NVlabs/PWC-Net

Correlation - Python Implementation

ndimitriou opened this issue · 2 comments

Why is there a external dependency for computing the cross-correlation between feature pyramids? If we assume that f1 and f2 are the features for image1 and image2, I believe more or less a code like below would do the job and is much simpler,

cost_vol_lev = torch.empty((B, 81, H, W), device=self.device) # the cost volume for a single level
k = 0
for i in range(-4, 5): #assuming a 9x9 window
for j in range(-4, 5):
f2_rolled = torch.roll(f2, shifts=(i, j), dims=(2, 3)) # shifting the second tensor
product = f1 * f2_rolled
f1_norm = torch.sqrt(torch.sum(f1 ** 2, 1) + 1e-10) # adding small constant to avoid division by zero
f2_rolled_norm = torch.sqrt(torch.sum(f2_rolled ** 2, 1) + 1e-10)
corr = torch.mean(product, 1)
norm_fac = f1_norm * f2_rolled_norm
corr = corr / norm_fac # normalizing
cost_vol_lev[:, k, :, :] = corr
k = k + 1

Am I missing something (on the backpropagation step perhaps)?

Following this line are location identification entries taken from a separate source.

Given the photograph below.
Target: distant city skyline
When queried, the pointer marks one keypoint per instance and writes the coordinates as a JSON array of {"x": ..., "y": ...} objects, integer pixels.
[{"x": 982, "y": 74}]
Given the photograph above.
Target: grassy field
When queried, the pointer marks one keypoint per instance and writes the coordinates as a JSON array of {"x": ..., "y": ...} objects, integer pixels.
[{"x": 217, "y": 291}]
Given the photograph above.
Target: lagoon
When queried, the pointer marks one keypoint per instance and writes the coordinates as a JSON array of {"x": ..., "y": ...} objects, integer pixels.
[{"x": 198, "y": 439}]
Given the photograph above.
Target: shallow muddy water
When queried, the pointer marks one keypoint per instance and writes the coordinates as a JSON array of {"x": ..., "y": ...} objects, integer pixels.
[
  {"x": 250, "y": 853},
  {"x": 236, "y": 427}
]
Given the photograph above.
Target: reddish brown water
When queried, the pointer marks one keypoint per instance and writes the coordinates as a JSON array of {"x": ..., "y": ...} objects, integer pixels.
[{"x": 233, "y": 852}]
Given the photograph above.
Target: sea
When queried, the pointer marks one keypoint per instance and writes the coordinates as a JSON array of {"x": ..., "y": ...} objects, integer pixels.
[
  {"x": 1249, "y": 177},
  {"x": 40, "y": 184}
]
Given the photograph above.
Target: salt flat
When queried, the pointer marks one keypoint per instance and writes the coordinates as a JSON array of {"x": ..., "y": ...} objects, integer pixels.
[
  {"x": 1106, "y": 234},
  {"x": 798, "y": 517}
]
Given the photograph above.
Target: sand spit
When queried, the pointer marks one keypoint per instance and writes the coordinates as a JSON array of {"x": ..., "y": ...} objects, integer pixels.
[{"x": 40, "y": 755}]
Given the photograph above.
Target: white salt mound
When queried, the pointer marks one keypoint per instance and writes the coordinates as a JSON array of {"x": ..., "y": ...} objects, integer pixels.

I think with the current PyTorch library, it would be even simpler to use torch.nn.functional.unfold to implement the correlation function.

def corr(f1, f2, md=4):
b, c, h, w = f1.shape
# 1.normalize feature
f1 = f1 / torch.norm(f1, dim=1, keepdim=True)
f2 = f2 / torch.norm(f2, dim=1, keepdim=True)
# 2.compute correlation matrix
f1 = F.unfold(f1, kernel_size=(md2+1, md2+1), padding=(md, md), stride=(1, 1))
f1 = f1.view([b, c, -1, h, w])
f2 = f2.view([b, c, 1, h, w])
w = torch.sum(f1 * f2, dim=1)
return w

is it possible to implement this operation like this?